それまでの話をやめにする時に用いた語。「それはさておき」とルビを振った例がある。

其話それは休題さておきとして主人しゅじんはどう惰郎だらううだぎて仕舞しまふぜ

珍聞館『團團珍聞』(1885)

戯話休題

たわごとをやめにする時に用いた語。長与善郎『世相と芸文』に用例がある。

旧話休題

昔話をやめにする時に用いた語。「ふるきはなしはここにとど(めて)」と読ませた例がある。なお、「舊」は「旧」の旧字体である。

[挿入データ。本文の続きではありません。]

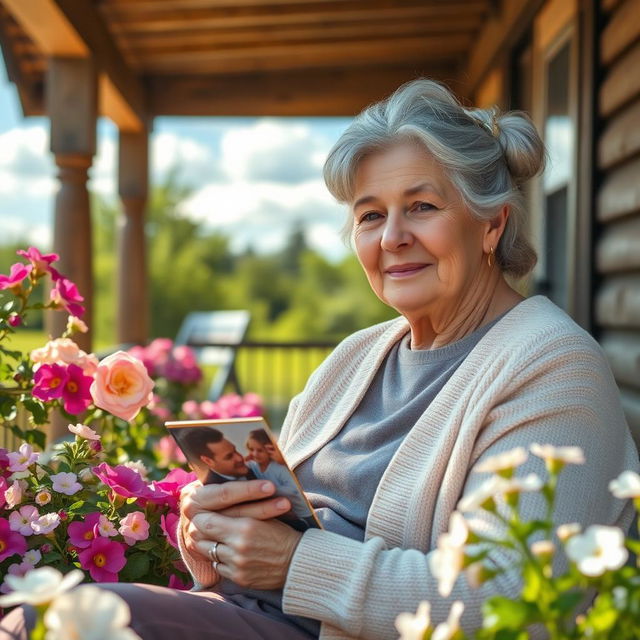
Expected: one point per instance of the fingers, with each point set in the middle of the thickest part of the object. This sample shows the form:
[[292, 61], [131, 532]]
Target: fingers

ふるきはなしは休題こゝにとゞめて、 元祿げんろくすゑかたには 江戸えど形勢けいせい一變いっぺんして、

塚原渋柿園『大石良雄 前篇』(1906)

喧嘩話休題

喧嘩話をやめにする時に用いた語。「けんかばなしはさておきつ」と読ませた。類例では茶業協会『茶 十一月號』の「喧話休題」があり、そちらは「けんわきゅうだい」と読ませている。

参考文献は『戦後日本ジャズ史』第十四章「国外戦→国内戦・喧嘩論文」をどうぞ。喧嘩話けんかばなしは休題さておきつ――。

清水俊彦、平岡正明、奥成達日本ジャズ伝』(1977)

私話休題

自分の話をやめにする時に用いた語。「わたくしごとはさておいて」と読ませた。

私話休題(わたくしごとはさておいて、と読んでください)

作家社『作家 No.303』(1974)

這話休題

これまでの話をやめにする時に用いた語。用例多数。「這」は中国語で「これ」という意味を持つ。白話小説でよく見られ、日本でも江戸期より用例がある。『春色袖の梅 十』等では「これはさておき」と読ませた。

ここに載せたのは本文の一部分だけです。